SCHOOL FOR WIVES *** 1/2
WHAT: Derek Mahon's version of a Moliere classic.
WHEN: Through Oct. 21
WHERE: Irish Classical Theatre Company, 625 Main St.
TICKETS: $10 to $29
Irish Classical Theatre Company launched its new season last week with a rousing yet nicely chiseled production of Moliere's "School for Wives" in a trimmed-down version by Irish poet Derek Mahon.
Packed with wacky off-rhymes and updated puns and references, Mahon's adaptation transforms the main character, Arnolphe (Tim Newell) into a history-transcending reactionary who puts down such future figures as novelist Stendhal and "what's-her-name who smoke(s) cigars/and talk(s) sedition in Left Bank bars." As for Agnes (Elba Sett-Camara), Arnolphe's captive ward and wife-to-be, she turns quickly - perhaps too quickly - from being a convent-sheltered innocent to something more like a free-thinking feminist blessedly unburdened by limits of the masculine world.
If you don't like this sort of messing with Moliere, catchy updates like, "I think of you as my real pop/Let's hide here in the corner and eavesdrop!" may get under your skin. The French town of Avignon (the play's setting) becomes Avignyawn better to rhyme with Goings-on. I thought it was funny, but even forgiving purists may not - especially when the unblushing Mahon pushes it to the brink of Ogden Nash silliness by making behaviour into behavieux in order to end a line with mon vieux.
Verse-tinkering aside, the production is a marvel. Director Fortunato Pezzimenti finds a pace for the action that moves with or against the flow of the verse, depending on the situation. What makes Arnolphe, Horace (Michael Amico) and Agnes funny and endearing at once is that they hold tightly to their characters even as they assume the most absurd postures and ridiculous expressions.
Newell is near perfect as the plotting protagonist. Fussy, flustered, pompous and haughty at turns, he prances, strides or wanders in little pinched circles as Arnolphe progressively loses his grip on Agnes. At times, he gives the audience a perplexed Jack Benny stare (he was Benny in Mark Humphrey's "Mr. Benny" last May). Newell is amicably joined by Amico, an engaging actor who is amazingly accomplished for someone so young. A great Mutt and Jeff comic pair, the lanky Amico must bend at the knees just to look Newell straight in the face. Enrique, Chrysalde and Ornonte, the straight men of the play, are adroitly handled by Dee Perry, Tom Loughlin and Christopher Standart, respectively.

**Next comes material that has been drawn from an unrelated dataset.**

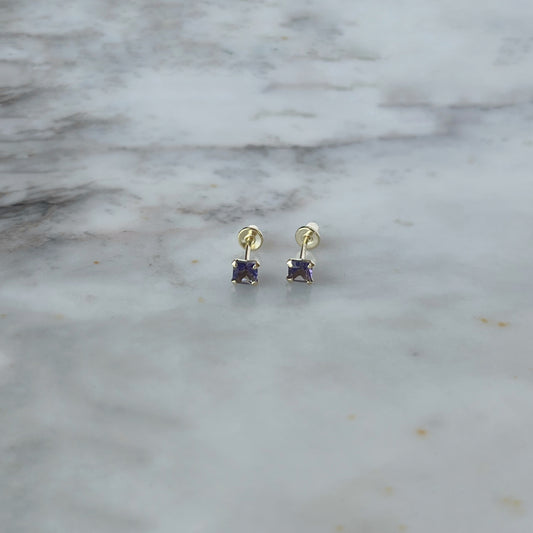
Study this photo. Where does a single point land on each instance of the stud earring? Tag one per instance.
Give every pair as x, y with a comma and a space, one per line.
301, 269
245, 270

Save for two clowns, who do what clowns do, no one overplays his or her part. By making the decision to have these two servants be mask-wearing clowns, the director tossed out any possibility that they might appear as passably real, even if hopelessly stupid, human beings. Their baggy clown attire (quite subtle in Geraldine Duskin's design of faded fauve colors) and manic clown rolling and miming spell out the limits of their characters. Few will argue with John Warren and Kate LoConti's interpretation, however. They are a synchronized riot.
The mayhem of these two characters does not divert Pezzimenti from the play's larger comic irony. Arnolphe's plan is to shut up his future wife "in a convent in the sticks," telling the nuns "that her curriculum should be designed to make her sweet and dumb." But it is this very unworldly innocence - captured with a beguilingly contrived coyness by Sett-Camara - that makes this sweet lamb of a woman so inflaming to Horace.
Arnolphe has created a monster of innocence. By play's end this monster will soundly punish those who would manipulate the natural course of love.